Электрозавод с его вздымающимися над входными воротами на добрую сотню метров вверх двумя крепостными башнями из темно-красного кирпича был похож на старинный рыцарский готический замок, которых во множестве перевидел Костя на польском фронте. И за этими могучими крепостными заводскими башнями, за этими коренастыми заводскими крепостными воротами угадывалась какая-то широкая, единая и мощная жизнь, подчиненная задачам и целям не столько даже сегодняшним, сколько завтрашним, какое-то шумное, напряженное и втягивающее в себя весь мир дыхание гигантского дерзкого и живого существа, состоявшего из десятков тысяч вдохов и выдохов настроенных на общий ритм, на одинаковые волнения и тревоги людей, машин и механизмов.

Это была крепость труда, концентрация миллионов слитых воедино металлических и мускульных усилий, средоточие высших планов времени и хорошо отработанных приемов исполнения этих планов.

И Костя Сигалаев, стоя на Журавлевой горке и глядя на торжествующую над всей окрестностью махину Электрозавода, чувствовал, что его тянет в эту многоэтажную крепость труда из деревянного сарайчика его полукустарной ткацкой фабричонки с ее допотопными ленточными трансмиссиями, с ее громоздкими маховиками и полуистлевшими приводными ремнями, с ее печально вздыхающими от ветхости паровыми машинами, современницами царя Гороха.
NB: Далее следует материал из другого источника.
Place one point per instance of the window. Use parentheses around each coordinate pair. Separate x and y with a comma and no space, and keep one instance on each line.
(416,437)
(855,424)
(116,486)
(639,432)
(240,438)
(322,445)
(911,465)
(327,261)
Костя Сигалаев чувствовал, что его тянет на Электрозавод, в эту цитадель современной, а главное — будущей, индустрии всеми силами души, и противостоять этой тяге не сможет никто и ничто.


Идти в ученики, когда у тебя трое детей на руках, дело, конечно, не из легких. Костя попробовал уговорить перейти вместе с ним на Электрозавод и Клаву, но та наотрез отказалась, и Костя понял, что Клава не уйдет с фабрики хотя бы только из-за своих подружек по шпульному цеху, с которыми у нее сложились за несколько лет общей работы чисто женские и поэтому навсегда нерасторжимые отношения.

Поначалу Сигалаеву не совсем повезло — он попал в бригаду, где ему, несмотря на его возраст, хотели было навязать (как было принято по старинке всегда поступать с учениками) роль мальчика на побегушках: сходи в инструменталку за гайками, подмети пол на участке, промой в керосине болты, в обеденный перерыв слетай в магазин на Введенскую площадь и т. д.

Но когда в цеховые организации пришли из отдела найма сигалаевские документы и с ними познакомились (многодетный отец, участник гражданской и царской войн, ткач высокой квалификации, пожелавший изменить профессию в соответствии с задачами момента, — прямо так Костя и написал в заявлении), его вызвал к себе парторг цеха поговорить по душам.